P(X=x) = C(n,x) · pˣ · (1−p)^(n−x)
- E[X] = np, Var[X] = np(1−p)
Geometric — Ge(p): number of trials until the first success.
P(X=x) = p(1−p)^(x−1)
- E[X] = 1/p, Var[X] = (1−p)/p²
Poisson — Po(λ): count of events per unit time/space, average rate λ.
P(X=x) = e^(−λ) · λˣ / x!
- E[X] = λ, Var[X] = λ
When n ≥ 30 and p ≤ 0.1, B(n, p) can be approximated by Poisson with λ = np.

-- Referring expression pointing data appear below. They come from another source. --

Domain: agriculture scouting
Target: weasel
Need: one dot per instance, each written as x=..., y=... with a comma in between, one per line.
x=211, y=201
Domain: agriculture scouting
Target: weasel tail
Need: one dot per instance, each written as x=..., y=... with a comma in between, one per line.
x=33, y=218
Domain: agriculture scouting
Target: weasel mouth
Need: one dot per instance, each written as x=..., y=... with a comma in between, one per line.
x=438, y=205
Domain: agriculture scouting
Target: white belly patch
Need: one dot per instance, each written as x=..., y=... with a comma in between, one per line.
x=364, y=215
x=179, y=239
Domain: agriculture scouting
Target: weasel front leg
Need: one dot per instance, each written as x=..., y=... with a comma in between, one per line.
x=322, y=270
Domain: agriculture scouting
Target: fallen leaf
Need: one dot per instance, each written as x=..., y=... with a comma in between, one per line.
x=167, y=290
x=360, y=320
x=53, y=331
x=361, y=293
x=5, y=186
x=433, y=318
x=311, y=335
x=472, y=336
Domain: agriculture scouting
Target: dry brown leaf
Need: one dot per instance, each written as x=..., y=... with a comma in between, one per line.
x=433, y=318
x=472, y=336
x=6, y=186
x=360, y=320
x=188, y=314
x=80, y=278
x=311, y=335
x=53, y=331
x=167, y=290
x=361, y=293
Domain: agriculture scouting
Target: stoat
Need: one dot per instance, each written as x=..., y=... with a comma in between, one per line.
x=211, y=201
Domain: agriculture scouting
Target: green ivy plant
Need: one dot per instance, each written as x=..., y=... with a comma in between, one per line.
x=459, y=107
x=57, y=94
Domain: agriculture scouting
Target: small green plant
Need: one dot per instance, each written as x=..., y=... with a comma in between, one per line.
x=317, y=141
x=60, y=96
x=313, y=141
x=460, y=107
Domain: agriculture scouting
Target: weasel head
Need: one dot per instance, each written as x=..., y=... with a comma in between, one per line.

Continuous Random Variables
For continuous variables, probabilities are computed as areas under the density function f(x):
P(a < X < b) = ∫ₐᵇ f(x) dx
The probability at any single point is 0, so P(X = x) = 0 for all x.
Uniform — U(a, b): constant density over (a, b).
- E[X] = (a + b) / 2, V[X] = (b − a)² / 12
Exponential — Exp(λ): time until an event; used in reliability modeling.
f(x) = λ e^(−λx) for x > 0
- E[X] = 1/λ, Var[X] = 1/λ²
Normal — N(μ, σ²): the bell curve.
f(x) = (1 / √(2πσ)) · exp(−(x−μ)² / (2σ²))
- E[X] = μ (also the mode and median), V[X] = σ²
To compute probabilities, standardize: Z = (X − μ) / σ ~ N(0, 1), then look up in a table.
Approximation Summary for B(n, p)
| Condition | Use |
|---|---|
| n ≥ 30, p ≤ 0.1 | Poisson with λ = np |
| n ≥ 30, 0.1 < p < 0.9 | Normal N(np, np(1−p)) |
| p ≥ 0.9 | Count failures, apply Poisson |
When approximating a discrete distribution with a continuous one, apply a continuity correction: P(X ≤ x) becomes P(X ≤ x + 0.5).